Double sinawali comprises one of the four basic sinawalis taught in Modern Arnis (the others being single, heaven and reverse) and, for a beginner, takes a fair bit of coordination.
There are a number of benefits to training any of the sinawali patterns.
- First, sinawali training promotes ambidexterity as both hands are involved.
- Secondly, sinawali drills develop eye-hand coordination, which will increase the learning curve when delving into the applications.
- Thirdly, sinawali drills help to develop wrist, arm and elbow strength.
- Lastly, done correctly, the sinawalis help to develop an awareness of your centerline and your core. This will develop with power striking.
In my classes, there are 5 basic ways to practice double sinawali.
(1) Basic pattern: focus on the pattern itself without regard to lower body movement. This helps to develop some basic skill. It is enough for some folks to learn just the stick weaving pattern. For this reason, I do not add the footwork until they have competency with the upper body. For example, a common error is not to complete the first stick of the double sinawali as seen in this video.
(2) Add basic footwork: In the video above, I did not demonstrate the footwork as I wanted to focus only on the weaving pattern.
The basic footwork is pretty simple.
Step forward with the same side as the first strike.
First move on the right side = right foot forward.
First move on the left side = left foot forward.
(3) Sideways movement: Once the basic footwork has been established, have both partners move sideways from one end of the room to the other end. This establishes the basic skill of movement through space while engaging in double sinawali.

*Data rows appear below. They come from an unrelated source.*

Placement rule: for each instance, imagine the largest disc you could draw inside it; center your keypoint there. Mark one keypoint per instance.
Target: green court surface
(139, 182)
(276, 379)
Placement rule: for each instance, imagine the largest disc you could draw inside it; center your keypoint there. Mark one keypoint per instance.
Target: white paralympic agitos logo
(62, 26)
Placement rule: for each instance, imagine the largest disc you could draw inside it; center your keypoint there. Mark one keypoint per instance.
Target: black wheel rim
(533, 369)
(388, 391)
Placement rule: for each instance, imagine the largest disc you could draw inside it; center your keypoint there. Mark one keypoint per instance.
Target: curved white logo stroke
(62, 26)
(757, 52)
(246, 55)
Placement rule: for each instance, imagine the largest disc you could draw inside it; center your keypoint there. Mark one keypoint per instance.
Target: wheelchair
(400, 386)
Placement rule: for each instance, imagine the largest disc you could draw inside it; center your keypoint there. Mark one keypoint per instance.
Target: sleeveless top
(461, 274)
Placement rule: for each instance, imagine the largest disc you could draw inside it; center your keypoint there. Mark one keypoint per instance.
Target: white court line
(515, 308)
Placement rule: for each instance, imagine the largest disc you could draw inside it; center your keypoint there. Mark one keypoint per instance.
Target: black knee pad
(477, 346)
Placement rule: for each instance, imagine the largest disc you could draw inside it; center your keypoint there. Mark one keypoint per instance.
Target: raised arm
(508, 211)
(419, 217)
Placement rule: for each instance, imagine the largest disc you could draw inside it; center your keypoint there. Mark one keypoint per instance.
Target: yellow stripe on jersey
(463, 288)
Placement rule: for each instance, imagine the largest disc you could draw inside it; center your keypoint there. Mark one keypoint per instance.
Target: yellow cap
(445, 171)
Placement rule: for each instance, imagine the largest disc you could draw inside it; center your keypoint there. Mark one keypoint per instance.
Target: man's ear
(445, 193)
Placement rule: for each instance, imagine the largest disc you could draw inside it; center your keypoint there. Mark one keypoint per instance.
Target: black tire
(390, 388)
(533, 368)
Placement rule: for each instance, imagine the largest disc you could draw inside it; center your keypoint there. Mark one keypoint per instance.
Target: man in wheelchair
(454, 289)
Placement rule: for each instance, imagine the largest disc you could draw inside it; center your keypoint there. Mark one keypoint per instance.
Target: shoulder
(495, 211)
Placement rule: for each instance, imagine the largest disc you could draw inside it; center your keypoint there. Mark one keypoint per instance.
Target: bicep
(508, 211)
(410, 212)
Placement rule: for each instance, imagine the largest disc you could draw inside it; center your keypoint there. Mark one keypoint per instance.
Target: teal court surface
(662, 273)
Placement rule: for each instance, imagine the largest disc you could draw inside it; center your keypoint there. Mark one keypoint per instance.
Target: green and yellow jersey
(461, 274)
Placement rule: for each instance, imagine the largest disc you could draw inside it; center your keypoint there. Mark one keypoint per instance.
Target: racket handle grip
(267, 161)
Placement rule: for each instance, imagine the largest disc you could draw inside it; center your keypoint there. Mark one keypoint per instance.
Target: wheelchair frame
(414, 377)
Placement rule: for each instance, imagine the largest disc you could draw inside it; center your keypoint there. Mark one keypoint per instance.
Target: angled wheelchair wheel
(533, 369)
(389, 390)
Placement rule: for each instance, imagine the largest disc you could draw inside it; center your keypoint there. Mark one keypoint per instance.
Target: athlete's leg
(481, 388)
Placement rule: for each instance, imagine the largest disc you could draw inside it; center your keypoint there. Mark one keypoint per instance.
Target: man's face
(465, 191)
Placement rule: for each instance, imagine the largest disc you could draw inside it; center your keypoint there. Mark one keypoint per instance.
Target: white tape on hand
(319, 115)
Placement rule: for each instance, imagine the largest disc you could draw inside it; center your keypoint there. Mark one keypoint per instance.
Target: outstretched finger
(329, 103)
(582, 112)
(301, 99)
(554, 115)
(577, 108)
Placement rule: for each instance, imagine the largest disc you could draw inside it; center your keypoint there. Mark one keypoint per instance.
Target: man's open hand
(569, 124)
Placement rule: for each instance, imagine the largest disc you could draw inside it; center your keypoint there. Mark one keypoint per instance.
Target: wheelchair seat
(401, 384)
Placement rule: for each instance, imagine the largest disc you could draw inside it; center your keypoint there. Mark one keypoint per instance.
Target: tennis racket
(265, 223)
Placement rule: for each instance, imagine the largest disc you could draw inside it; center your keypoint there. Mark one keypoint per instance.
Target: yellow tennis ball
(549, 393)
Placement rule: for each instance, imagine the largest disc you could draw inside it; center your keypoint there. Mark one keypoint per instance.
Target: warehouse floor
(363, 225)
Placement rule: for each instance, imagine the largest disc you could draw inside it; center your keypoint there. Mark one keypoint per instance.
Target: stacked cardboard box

(4) Moving around the room: Once the partners get the sideways movement, challenge them further by having them move around the room randomly. This keeps both parties on their feet in terms of judging proper distance and range.
(5) Up and down: In this relatively challenging version, one partner performs double sinawali while going to their knees and then getting back up. Then the other partner does the same thing. Both sides alternate. This results in a great leg workout while focusing on double sinawali.
There are other ways to practice double sinawali.
Regardless, (3), (4), and (5) are great ways to improve your mobility and agility while maintaining focus on the weaving pattern of double sinawali.
Over to the instructors, tell me how you have your students practice double sinawali?